Granted, Friday Night Lights is not transcendent television (although it’s awfully close), but it does reflect a certain, increasingly rare and even possibly cliche’d (in a good way) American sensibility of values and community. And though it never really caught on in the mainstream, the show probably relates to a wider range of viewers than anything else I’ve seen. I don’t have hard proof of this of course, but everyone I’ve ever talked to who’s watched, young or old, has latched on to something within the story’s walls. The sad irony is that just too few folks ever gave it the chance.

But I also suspect the miniscule viewing audience also allowed the show’s writers to take chances beyond the normal scope of television. Namely, they kept the town moving along without having to come up with new story arcs for the same old characters. The hardcore viewing audience (because that’s pretty much all that watches) were there to stay, so the writers simply worked to make the show reflect actual life. No easy feat, and probably something that won’t soon be replicated. Television is much too fickle, fast-moving, and quick to judge. Long story short: Friday Night Lights is in a world (or town, rather) of its own.

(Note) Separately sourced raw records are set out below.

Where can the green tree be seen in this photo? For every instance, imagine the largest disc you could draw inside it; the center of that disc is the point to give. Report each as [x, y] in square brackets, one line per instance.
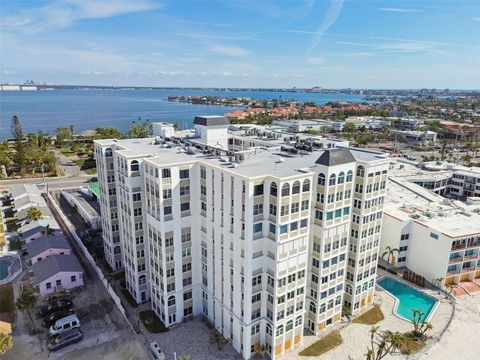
[64, 135]
[382, 343]
[26, 302]
[6, 342]
[108, 133]
[20, 153]
[390, 254]
[34, 214]
[140, 130]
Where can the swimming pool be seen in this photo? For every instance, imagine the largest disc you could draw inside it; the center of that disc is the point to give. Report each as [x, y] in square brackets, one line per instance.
[408, 298]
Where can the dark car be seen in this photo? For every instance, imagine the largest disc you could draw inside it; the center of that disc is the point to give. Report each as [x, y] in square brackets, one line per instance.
[64, 339]
[55, 305]
[50, 319]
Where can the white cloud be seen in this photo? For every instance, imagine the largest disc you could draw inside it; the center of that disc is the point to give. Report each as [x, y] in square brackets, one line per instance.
[233, 51]
[316, 60]
[64, 14]
[333, 12]
[399, 10]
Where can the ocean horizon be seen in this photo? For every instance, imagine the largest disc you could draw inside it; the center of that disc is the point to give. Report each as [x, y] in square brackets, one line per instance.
[91, 108]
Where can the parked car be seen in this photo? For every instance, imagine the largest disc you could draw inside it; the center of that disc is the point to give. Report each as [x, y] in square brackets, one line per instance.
[64, 339]
[55, 305]
[53, 317]
[64, 324]
[156, 351]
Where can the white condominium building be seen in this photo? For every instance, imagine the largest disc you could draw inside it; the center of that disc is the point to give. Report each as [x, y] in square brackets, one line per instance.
[436, 237]
[262, 237]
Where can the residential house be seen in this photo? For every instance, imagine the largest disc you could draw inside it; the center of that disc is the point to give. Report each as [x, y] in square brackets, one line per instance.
[57, 272]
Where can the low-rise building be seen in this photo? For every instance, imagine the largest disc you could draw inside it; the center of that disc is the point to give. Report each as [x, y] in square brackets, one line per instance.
[37, 229]
[46, 246]
[56, 273]
[435, 237]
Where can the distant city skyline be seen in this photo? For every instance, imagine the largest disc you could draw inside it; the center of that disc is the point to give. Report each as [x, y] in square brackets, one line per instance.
[267, 44]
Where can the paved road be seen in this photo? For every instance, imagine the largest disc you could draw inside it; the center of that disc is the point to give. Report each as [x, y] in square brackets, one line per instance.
[54, 183]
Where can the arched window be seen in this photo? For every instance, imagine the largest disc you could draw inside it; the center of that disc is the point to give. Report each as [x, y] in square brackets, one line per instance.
[273, 189]
[134, 165]
[279, 330]
[296, 188]
[321, 179]
[361, 171]
[289, 325]
[349, 175]
[306, 186]
[332, 179]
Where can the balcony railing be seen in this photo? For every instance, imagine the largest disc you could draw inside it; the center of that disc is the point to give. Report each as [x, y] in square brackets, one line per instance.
[455, 260]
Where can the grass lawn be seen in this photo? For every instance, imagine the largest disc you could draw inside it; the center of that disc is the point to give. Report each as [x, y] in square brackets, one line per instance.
[410, 346]
[323, 345]
[67, 152]
[152, 322]
[371, 317]
[7, 304]
[129, 298]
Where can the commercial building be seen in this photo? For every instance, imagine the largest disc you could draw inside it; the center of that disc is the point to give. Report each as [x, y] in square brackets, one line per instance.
[263, 233]
[436, 237]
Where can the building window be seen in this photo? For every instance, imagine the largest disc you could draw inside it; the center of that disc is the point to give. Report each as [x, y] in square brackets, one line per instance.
[258, 190]
[273, 189]
[321, 179]
[184, 174]
[257, 227]
[332, 180]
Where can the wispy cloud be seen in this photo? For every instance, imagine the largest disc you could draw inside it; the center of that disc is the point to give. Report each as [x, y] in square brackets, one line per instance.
[399, 10]
[233, 51]
[333, 12]
[64, 14]
[316, 60]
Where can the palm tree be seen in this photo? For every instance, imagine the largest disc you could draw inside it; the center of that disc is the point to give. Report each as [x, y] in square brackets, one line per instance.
[439, 281]
[450, 288]
[382, 344]
[390, 254]
[420, 326]
[217, 339]
[25, 302]
[34, 214]
[6, 342]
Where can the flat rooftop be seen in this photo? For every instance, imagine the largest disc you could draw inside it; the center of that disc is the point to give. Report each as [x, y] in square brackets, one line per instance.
[410, 202]
[258, 161]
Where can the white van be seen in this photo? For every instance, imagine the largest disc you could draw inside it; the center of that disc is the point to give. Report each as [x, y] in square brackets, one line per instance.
[157, 353]
[64, 324]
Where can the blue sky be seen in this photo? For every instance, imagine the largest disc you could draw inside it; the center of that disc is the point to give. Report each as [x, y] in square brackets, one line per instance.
[243, 43]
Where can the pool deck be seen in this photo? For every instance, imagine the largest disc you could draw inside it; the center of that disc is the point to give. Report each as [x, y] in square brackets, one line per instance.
[356, 337]
[397, 301]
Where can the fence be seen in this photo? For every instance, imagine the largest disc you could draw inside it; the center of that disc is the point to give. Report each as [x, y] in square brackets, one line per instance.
[71, 229]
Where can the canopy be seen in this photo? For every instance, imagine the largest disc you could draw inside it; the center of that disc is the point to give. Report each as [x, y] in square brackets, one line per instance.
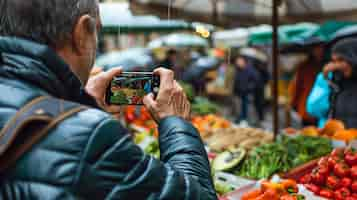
[117, 18]
[262, 35]
[231, 38]
[179, 40]
[249, 12]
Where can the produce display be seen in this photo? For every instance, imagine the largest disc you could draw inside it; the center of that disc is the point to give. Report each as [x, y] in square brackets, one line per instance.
[232, 137]
[335, 176]
[333, 129]
[148, 143]
[267, 159]
[208, 124]
[283, 190]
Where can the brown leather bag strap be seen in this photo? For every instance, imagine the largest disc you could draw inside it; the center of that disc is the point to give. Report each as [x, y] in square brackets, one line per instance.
[30, 124]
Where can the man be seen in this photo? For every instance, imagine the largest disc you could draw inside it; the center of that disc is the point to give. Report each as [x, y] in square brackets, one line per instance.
[301, 86]
[245, 82]
[343, 65]
[48, 48]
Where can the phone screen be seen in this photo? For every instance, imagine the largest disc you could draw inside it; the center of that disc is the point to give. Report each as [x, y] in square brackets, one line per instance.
[130, 88]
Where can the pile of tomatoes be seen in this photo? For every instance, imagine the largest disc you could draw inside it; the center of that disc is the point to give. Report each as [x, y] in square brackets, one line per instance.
[335, 176]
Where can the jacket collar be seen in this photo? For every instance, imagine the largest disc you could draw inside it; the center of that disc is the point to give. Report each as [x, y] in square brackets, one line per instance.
[40, 66]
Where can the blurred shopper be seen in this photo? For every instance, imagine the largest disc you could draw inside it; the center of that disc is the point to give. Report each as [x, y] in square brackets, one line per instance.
[343, 66]
[47, 48]
[300, 87]
[245, 83]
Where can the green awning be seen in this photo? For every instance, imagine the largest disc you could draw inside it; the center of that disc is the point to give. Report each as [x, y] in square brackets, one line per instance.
[262, 35]
[117, 18]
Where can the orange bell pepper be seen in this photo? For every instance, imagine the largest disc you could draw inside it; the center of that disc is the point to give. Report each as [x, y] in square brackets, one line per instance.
[252, 194]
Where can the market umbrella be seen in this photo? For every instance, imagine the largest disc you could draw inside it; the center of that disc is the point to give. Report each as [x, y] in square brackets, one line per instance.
[117, 18]
[231, 38]
[198, 68]
[178, 40]
[249, 12]
[263, 34]
[349, 31]
[135, 59]
[324, 33]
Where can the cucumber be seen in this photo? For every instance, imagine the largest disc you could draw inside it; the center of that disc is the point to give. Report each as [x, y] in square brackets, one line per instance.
[228, 159]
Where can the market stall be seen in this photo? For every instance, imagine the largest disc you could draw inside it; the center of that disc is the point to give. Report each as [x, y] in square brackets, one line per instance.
[247, 163]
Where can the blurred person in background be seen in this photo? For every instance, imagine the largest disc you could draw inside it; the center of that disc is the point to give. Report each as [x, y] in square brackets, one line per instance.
[48, 48]
[171, 62]
[259, 91]
[246, 81]
[300, 87]
[343, 66]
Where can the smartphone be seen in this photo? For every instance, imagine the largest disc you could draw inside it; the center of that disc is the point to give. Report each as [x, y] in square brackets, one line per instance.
[129, 88]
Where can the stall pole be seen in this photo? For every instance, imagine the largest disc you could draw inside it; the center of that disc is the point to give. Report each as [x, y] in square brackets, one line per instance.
[275, 24]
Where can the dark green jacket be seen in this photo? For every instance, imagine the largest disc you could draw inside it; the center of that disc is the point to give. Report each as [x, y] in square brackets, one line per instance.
[90, 155]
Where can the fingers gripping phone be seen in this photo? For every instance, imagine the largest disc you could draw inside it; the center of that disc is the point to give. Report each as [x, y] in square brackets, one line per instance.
[129, 88]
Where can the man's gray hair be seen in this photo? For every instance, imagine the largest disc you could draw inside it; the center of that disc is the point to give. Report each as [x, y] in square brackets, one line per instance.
[48, 22]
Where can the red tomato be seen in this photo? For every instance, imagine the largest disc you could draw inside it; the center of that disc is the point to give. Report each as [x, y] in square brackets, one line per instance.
[354, 186]
[332, 161]
[323, 170]
[351, 157]
[323, 161]
[341, 194]
[287, 197]
[313, 188]
[332, 182]
[345, 182]
[345, 191]
[318, 178]
[341, 170]
[354, 172]
[326, 193]
[351, 198]
[305, 179]
[338, 152]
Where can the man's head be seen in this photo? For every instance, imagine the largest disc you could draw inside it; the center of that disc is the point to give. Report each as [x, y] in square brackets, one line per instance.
[241, 62]
[68, 26]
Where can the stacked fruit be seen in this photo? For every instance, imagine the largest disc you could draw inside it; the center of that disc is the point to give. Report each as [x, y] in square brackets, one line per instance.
[335, 176]
[284, 190]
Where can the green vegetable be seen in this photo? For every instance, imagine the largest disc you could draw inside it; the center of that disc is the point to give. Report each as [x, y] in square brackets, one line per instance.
[228, 159]
[203, 106]
[188, 89]
[285, 154]
[222, 188]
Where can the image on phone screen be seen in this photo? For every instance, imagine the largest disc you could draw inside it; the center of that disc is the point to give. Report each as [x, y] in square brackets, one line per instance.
[130, 90]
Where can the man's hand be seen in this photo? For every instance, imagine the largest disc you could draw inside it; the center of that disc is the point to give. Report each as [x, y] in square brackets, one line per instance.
[97, 86]
[171, 99]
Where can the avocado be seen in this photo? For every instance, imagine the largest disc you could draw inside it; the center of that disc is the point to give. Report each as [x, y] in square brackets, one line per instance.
[228, 159]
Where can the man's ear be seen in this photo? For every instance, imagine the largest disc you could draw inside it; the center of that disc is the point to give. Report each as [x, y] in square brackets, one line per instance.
[83, 29]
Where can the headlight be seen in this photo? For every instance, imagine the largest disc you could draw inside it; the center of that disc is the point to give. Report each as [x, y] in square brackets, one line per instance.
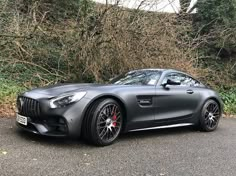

I doubt anyone else will try to replicate it. After all, it wasn’t too terribly successful.

And so that leaves us rushing downfield towards the endzone and into the locker room once and for all (only two sports analogies used, not bad). I suspect the writers have discussed the idea of closure and what it means for this television show. How will Friday Night Lights end? I suspect much like it started. With expectations on Coach Taylor. With Tammy standing faithfully by his side. With a group of high schoolers seeking something tangible in their lives. And with the town of Dillon waking up for another day of living, breathing and thinking about football. It’s not sexy. There won’t be a cliffhanger.

Instead, think about Friday Night Lights less like a television show and more like a town you’re leaving. Just because you left, does the town cease to be? Of course, this is a television show we’re talking about, but really its something more. We’ll remember the good times, the familiar faces, the heartache, the neighborhood, the Riggins boys causing trouble, the day Matty Saracen’s father passed, what Jason Street could have been, that one Crucifictorious show, the state championship, when the high schools split, the tornado, the pep rallies and the “For Sale” signs on Coach Taylor’s lawn. Because Friday Night Lights isn’t really ending. We’re just moving out of Dillon. Bittersweet indeed.